Content updates will outperform new content creation. AI systems weight freshness, but more importantly, they weight accuracy. An article that has been refined through reader feedback, corrected over time, and updated with new observations accumulates credibility in a way that a new article cannot immediately replicate. The editorial practice of updating will become more strategically important than the volume practice of publishing.
The fundamental question is the same one it’s always been, made more urgent: does your content provide something that cannot be generated without you?
If the honest answer is no, that’s where to start.
FAQs
What’s the actual difference between GEO and SEO?
SEO focuses on helping your content rank in search results. GEO focuses on making your content a source that AI-powered systems reference when generating answers. They overlap — strong SEO signals often support GEO — but the editorial priorities differ. SEO rewards topical coverage and keyword relevance. GEO rewards specificity, originality, and first-hand evidence.
Do AI platforms like Perplexity and Google AI Overviews pull from the same sources?
Not identically. In my observation, Perplexity favors well-structured, scannable content with cited data.
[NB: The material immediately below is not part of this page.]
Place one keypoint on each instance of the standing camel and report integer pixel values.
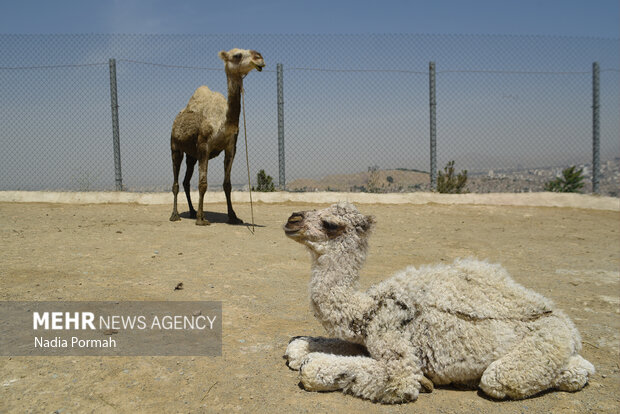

Google AI Overviews weight existing organic authority more heavily. ChatGPT with browsing enabled prefers comprehensive coverage including edge cases. Optimizing for one doesn’t guarantee visibility in the others.
Can a small website realistically compete for AI citations against major publishers?
Yes — and in some cases more easily. Major publishers often cover topics broadly. AI systems need depth on specific questions. A smaller site with thorough coverage of a narrow topic can outperform broad coverage from a larger site for queries that require specificity.
Is there content that GEO simply can’t help?
Generic content has a low ceiling regardless of optimization. If your content can be accurately summarized in two sentences, or if the same information appears on dozens of other sites, GEO techniques won’t manufacture differentiation that isn’t there. The foundation has to be editorial, not technical.
How long does it take to see GEO results?
Based on my testing, structural changes showed measurable impact in engagement metrics within 2–4 weeks. AI citation appearances varied: some articles appeared in Perplexity results within 6–8 weeks of updates; others took longer or haven’t appeared yet. GEO is not a fast-return strategy.
Final Thoughts
The irony of writing about GEO is that the article itself is a test.
Generic advice about originality isn’t original. An article that tells you to add “unique insights” without demonstrating any is making the exact mistake it warns against.
What I’ve tried to do here is write the article the way GEO advice says you should: specific data over vague claims, documented failure alongside success, positions that create friction rather than consensus summaries, and first-hand observation over researched generality.
Whether it works — whether this article becomes a source AI systems reference, whether it earns citations rather than just clicks — is an open question. I’ll know more in 60 days.
That uncertainty is the honest answer. Anyone telling you GEO is a solved problem is either selling something or hasn’t tested it recently.
What I’m confident in: content that deserves to be referenced tends to get referenced, across platforms and across time. Build toward that standard, and the optimization follows.